In other words I would like to avoid showing www.abc.com/login, www.abc.com/screen1, www.abc.com/screen2
Any advice would be much appreciated.
So, instead of trying to find an example, I created one instead (link at the bottom). To explain how the functionality works, I want to go over a few things:
The new ASP.NET Identity system provides an OAuth 2.0 Bearer token implementation which can be used with clients that consume a Web API resource over HTTP. Since the authentication is not stored in a session cookie, the server is not responsible for maintaining the authentication state. The side-effect is that the consumer has to manage authenticating the server and managing the returned token. This is the system that Microsoft uses in the SPA template that it provides with VS 2013.
AngularJS makes no assumptions about authentication, so it's up to you how to authenticate.
AngularJS provides the $http service for querying remote HTTP-based services as well as $resource which is built on top of $http. Using Authorization headers with the Bearer token implementation above, you can combine both to provide authenticated access to server resources over HTTP. AngularJS allows you to set a 'default' Authorization header which it will use in every subsequent HTTP transaction.

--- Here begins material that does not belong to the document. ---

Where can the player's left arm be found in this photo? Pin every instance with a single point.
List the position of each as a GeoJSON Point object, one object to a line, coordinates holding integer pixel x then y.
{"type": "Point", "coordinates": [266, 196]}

With that in mind, the way I accomplished this is by creating a User service that handles all of the authentication details, including setting the HTTP Authorization header, between the Web API server and the SPA. Based on the authentication status of the user, you can hide certain UI elements in order to prevent navigation. However, if you also define the state as requiring authentication as a property of the resolve object for the state, a watcher set on the $stateChangeError event will capture the error and redirect the user to the login form. Upon proper authentication, it will then redirect the user to the state they were trying to navigate to.
In order to prevent authentication from being lost between browser sessions (since the client is responsible for maintaining the authentication token, and that token is maintained in memory), I also added the ability for the user to persist the authentication to a cookie. All of this is transparent to the user. For them, it is practically identical to traditional form-and-session based authentication.
I'm not sure why you want to prevent the user from seeing the routes, but I have coded it as such. I am in debt to Sedushi's Plunker example of how to use AngularUI Router to navigate in a stateful manner without using URLs. Still, I'm not sure I can personally recommend this for any application I would write on my own.
The full solution (both the WebAPI and the WebUI) is available with step-by-step instructions here.
Let me know about any specific part that is unclear, and I will try to make it more clear in the answer.
Refer the following blog for the demo of single page application (SPA) for ASP.NET Web API 2 and AngularJS, developed by the team at Marlabs.
http://weblogs.asp.net/shijuvarghese/archive/2014/01/25/demo-spa-app-for-asp-net-web-api-2-and-angularjs.aspx
The app is built with following technologies:
ASP.NET Web API 2
EF 6 Code First
AutoMapper
Autofac
Semantic UI
AngularJS 1.1.5
The application is published on github at https://github.com/MarlabsInc/webapi-angularjs-spa.
#DavidAntaramian gave a great example. But if you want a simple one, you can look to this HOL from Microsoft.
Their latest example on github uses .NET Core, but you can download release from October 2015.